Devlet, TİSK ve işçileri temsilen masada oturduğu ifade edilen TÜRK İş bürokratları bu oyunun baş aktörleridir.
İşçi sendikaları konfederasyonlarının başını tutan bürokratlar şimdiye kadar isçilerin çıkarına hiçbir adım atmadılar, atmalarını da beklemiyoruz.
Asgari ücretin sefalet ücreti olmaması bizlerin elindedir. İnsanca yaşamaya yeten ücret için yapmamız gereken şey örgütlenmek ve mücadele etmektir.
Sermaye, devlet ve sendika bürokrasi eliyle bizlere dayatılan sefalet koşullarına karşı her yerde komitelerimizi, birliklerimizi kurarak gücümüzü göstermektir.

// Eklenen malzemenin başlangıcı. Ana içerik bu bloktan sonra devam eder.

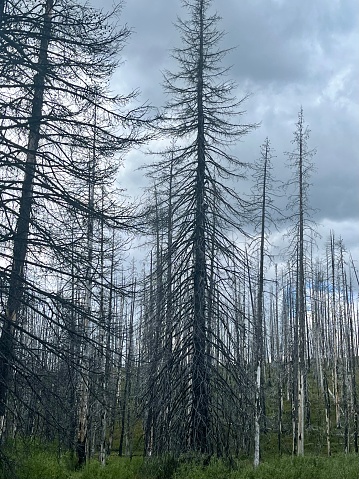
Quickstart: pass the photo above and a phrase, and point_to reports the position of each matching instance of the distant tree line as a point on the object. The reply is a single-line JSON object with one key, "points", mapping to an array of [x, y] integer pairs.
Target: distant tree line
{"points": [[214, 346]]}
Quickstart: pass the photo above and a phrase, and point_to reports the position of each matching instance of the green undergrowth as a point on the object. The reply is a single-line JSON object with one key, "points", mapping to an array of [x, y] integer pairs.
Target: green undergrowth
{"points": [[33, 461]]}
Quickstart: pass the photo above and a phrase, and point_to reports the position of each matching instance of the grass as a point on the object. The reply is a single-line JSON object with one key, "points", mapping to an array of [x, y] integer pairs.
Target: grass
{"points": [[34, 461]]}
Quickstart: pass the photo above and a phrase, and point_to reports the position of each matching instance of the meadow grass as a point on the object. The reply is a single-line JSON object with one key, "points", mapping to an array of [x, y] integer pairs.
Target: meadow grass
{"points": [[34, 461]]}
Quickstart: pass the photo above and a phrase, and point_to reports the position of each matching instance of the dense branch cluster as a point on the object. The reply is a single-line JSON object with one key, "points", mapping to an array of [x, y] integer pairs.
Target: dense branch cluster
{"points": [[215, 346]]}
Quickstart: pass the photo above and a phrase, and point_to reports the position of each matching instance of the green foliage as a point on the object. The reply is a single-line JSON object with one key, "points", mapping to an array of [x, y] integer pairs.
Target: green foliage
{"points": [[25, 459], [159, 467], [116, 468], [31, 460]]}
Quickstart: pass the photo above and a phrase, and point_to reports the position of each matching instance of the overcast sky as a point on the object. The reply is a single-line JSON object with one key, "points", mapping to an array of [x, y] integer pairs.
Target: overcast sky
{"points": [[287, 53]]}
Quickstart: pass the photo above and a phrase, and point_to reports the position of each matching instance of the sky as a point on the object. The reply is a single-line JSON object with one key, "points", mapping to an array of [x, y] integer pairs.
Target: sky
{"points": [[286, 54]]}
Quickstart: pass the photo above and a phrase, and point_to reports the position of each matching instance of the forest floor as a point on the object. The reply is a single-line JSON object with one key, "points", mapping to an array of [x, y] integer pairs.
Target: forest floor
{"points": [[43, 464]]}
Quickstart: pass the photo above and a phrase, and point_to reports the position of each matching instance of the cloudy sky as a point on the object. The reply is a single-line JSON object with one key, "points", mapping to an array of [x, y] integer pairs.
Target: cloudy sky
{"points": [[287, 53]]}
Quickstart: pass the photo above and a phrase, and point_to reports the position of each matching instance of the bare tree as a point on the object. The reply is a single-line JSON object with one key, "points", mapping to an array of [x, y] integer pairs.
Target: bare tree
{"points": [[205, 214]]}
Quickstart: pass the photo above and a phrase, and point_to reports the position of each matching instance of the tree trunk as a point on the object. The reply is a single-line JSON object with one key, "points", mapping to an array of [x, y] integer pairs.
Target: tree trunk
{"points": [[21, 237]]}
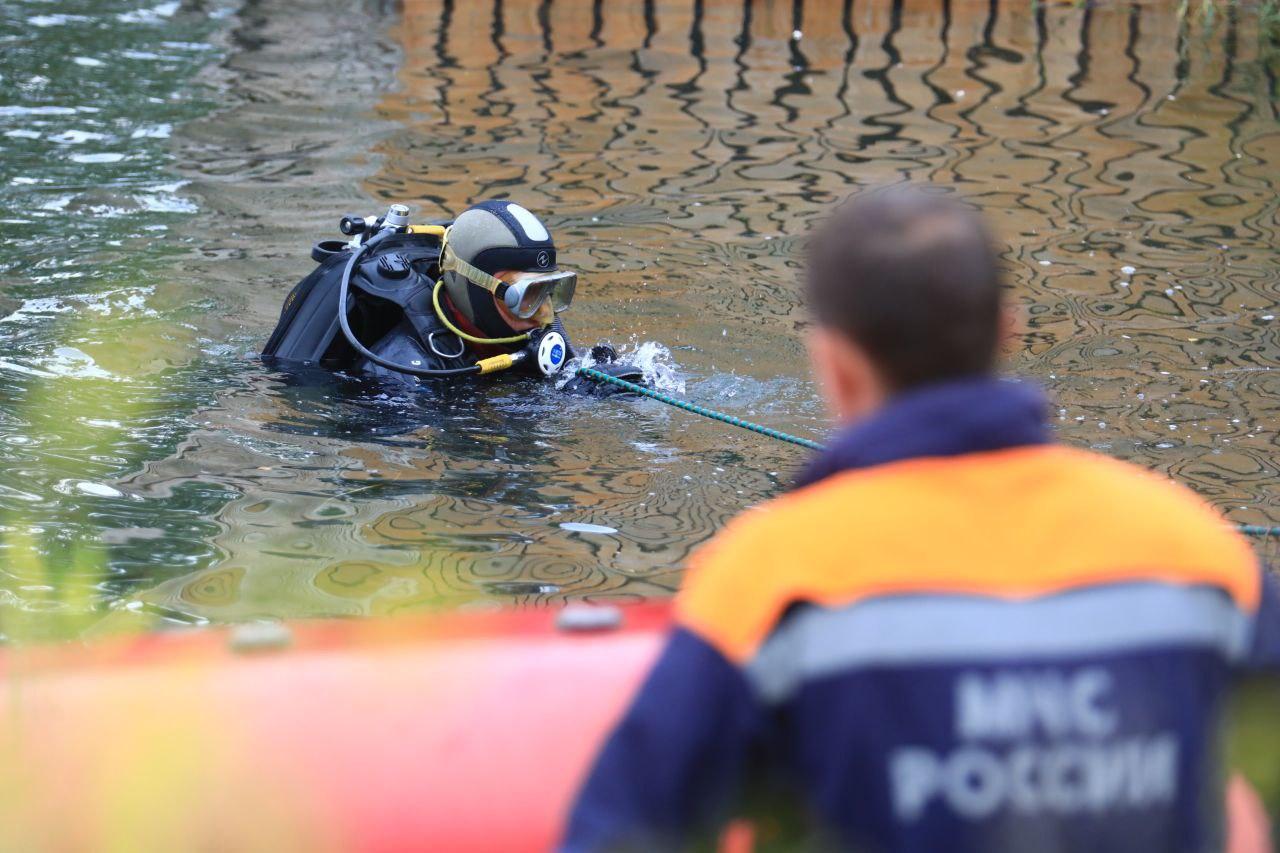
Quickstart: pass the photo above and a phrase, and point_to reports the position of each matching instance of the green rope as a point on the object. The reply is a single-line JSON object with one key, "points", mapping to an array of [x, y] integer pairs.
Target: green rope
{"points": [[1247, 529], [698, 410]]}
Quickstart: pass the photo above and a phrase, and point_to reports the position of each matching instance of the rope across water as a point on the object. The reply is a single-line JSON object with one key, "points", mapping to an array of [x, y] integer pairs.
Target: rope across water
{"points": [[597, 375]]}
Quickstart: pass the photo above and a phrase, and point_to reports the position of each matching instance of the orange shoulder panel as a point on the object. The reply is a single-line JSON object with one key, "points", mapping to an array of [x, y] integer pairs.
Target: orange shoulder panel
{"points": [[1014, 524]]}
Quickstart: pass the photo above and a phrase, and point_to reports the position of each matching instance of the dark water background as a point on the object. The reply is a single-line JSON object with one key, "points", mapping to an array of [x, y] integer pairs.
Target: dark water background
{"points": [[155, 209]]}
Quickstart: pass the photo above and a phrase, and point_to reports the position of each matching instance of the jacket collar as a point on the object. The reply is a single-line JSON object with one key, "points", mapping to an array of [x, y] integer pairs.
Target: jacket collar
{"points": [[946, 419]]}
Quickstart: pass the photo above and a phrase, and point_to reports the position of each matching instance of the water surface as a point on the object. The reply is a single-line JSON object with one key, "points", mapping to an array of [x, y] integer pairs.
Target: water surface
{"points": [[1128, 156]]}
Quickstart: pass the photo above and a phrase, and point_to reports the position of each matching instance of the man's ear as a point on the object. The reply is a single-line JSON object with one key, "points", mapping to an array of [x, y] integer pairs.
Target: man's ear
{"points": [[849, 382]]}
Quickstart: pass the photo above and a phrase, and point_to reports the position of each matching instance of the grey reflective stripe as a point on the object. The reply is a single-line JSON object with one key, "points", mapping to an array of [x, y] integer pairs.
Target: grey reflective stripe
{"points": [[927, 629]]}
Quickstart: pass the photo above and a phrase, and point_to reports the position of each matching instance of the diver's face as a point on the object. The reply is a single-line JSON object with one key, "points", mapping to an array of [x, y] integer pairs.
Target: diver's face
{"points": [[543, 316]]}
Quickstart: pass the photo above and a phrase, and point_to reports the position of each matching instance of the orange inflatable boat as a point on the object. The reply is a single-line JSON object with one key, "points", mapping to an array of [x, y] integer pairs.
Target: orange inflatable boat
{"points": [[465, 731]]}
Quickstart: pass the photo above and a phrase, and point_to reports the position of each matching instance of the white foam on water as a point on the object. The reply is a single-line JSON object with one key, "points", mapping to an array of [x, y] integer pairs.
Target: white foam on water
{"points": [[76, 137], [14, 109], [152, 132], [105, 156], [149, 16], [97, 489], [69, 361], [41, 306], [55, 19], [650, 357]]}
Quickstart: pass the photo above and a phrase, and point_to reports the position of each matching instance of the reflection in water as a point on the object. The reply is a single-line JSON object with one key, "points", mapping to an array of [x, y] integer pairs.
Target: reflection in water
{"points": [[680, 151]]}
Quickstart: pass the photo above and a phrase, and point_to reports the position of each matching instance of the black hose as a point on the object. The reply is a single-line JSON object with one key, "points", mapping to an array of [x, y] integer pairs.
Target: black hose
{"points": [[365, 351]]}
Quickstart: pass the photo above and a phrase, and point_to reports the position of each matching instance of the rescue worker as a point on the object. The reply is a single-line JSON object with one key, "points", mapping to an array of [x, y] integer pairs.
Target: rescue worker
{"points": [[475, 296], [954, 634]]}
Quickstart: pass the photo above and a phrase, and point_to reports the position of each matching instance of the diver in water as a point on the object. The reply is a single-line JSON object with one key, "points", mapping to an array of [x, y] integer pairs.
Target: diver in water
{"points": [[475, 296]]}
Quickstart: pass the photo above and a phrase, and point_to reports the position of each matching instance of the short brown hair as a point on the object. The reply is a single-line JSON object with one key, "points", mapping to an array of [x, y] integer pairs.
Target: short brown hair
{"points": [[910, 277]]}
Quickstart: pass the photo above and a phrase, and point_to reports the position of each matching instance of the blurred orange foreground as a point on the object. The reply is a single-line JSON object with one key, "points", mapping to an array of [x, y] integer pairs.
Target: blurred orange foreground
{"points": [[460, 733]]}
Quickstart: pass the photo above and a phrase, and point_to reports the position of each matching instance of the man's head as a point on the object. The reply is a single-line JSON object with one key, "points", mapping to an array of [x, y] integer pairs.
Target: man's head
{"points": [[507, 242], [905, 291]]}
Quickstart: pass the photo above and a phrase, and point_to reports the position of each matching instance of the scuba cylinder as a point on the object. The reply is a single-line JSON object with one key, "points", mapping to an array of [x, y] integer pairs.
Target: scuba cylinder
{"points": [[373, 305]]}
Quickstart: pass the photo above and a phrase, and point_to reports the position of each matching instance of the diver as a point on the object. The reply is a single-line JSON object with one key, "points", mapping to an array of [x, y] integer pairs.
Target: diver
{"points": [[478, 295]]}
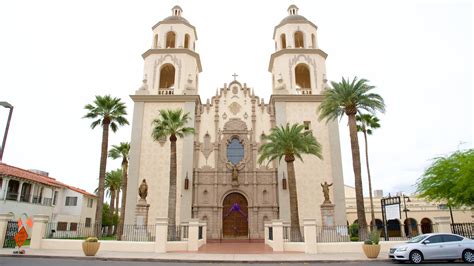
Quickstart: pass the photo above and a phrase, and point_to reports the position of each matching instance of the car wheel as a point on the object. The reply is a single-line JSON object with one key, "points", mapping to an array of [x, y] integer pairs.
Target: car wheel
{"points": [[416, 257], [468, 256]]}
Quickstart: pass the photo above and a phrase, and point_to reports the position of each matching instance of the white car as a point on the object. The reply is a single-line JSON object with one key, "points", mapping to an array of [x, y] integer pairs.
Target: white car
{"points": [[436, 246]]}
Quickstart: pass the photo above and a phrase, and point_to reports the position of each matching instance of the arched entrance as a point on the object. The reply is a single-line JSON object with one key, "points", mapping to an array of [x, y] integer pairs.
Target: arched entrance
{"points": [[235, 216]]}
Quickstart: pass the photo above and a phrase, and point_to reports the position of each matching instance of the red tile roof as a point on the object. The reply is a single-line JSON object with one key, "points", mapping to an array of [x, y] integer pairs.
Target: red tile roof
{"points": [[12, 171]]}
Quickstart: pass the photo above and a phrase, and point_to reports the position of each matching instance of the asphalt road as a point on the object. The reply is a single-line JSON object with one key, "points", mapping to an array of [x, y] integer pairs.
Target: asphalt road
{"points": [[31, 261]]}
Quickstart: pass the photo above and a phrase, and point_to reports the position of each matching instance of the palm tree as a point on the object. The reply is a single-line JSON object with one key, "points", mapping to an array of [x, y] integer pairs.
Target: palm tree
{"points": [[350, 98], [121, 151], [113, 181], [290, 142], [367, 123], [107, 112], [172, 124]]}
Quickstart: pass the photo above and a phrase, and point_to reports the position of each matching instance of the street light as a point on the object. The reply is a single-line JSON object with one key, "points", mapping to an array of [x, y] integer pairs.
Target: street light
{"points": [[406, 213], [9, 106]]}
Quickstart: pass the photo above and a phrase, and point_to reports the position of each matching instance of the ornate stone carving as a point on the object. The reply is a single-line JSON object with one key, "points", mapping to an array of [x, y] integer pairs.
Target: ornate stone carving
{"points": [[235, 124], [235, 108]]}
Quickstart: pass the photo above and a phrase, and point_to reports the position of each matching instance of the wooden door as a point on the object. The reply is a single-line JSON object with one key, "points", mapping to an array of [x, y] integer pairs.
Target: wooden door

İşçi Emekçi birliği olarak, tüm işçileri, emekçileri asgari ücret adı altında dayatılan sefalet ücretini kabul etmemek için mücadeleye davet ediyoruz.
Bizlerin sırtından servetlerini büyütenlerin sömürü ve baskı düzenine karşı sınıf birliğimizi güçlendirerek geleceğimizi kazanmak için seferber olmaya çağırıyoruz.
Biz birlik olmazsak onlar yine bildiğini okuyacaklar. Birlik olursak bizi sefalete mahkum eden saldırılarını, asgari ücret görüşmesi adı altında sergiledikleri oyunu bozarız.
Gelecek bizim ellerimizde, gelecek örgütlü birliğimiz ve mücadelemizde” şeklinde yaptığı çağrı ile sona erdi.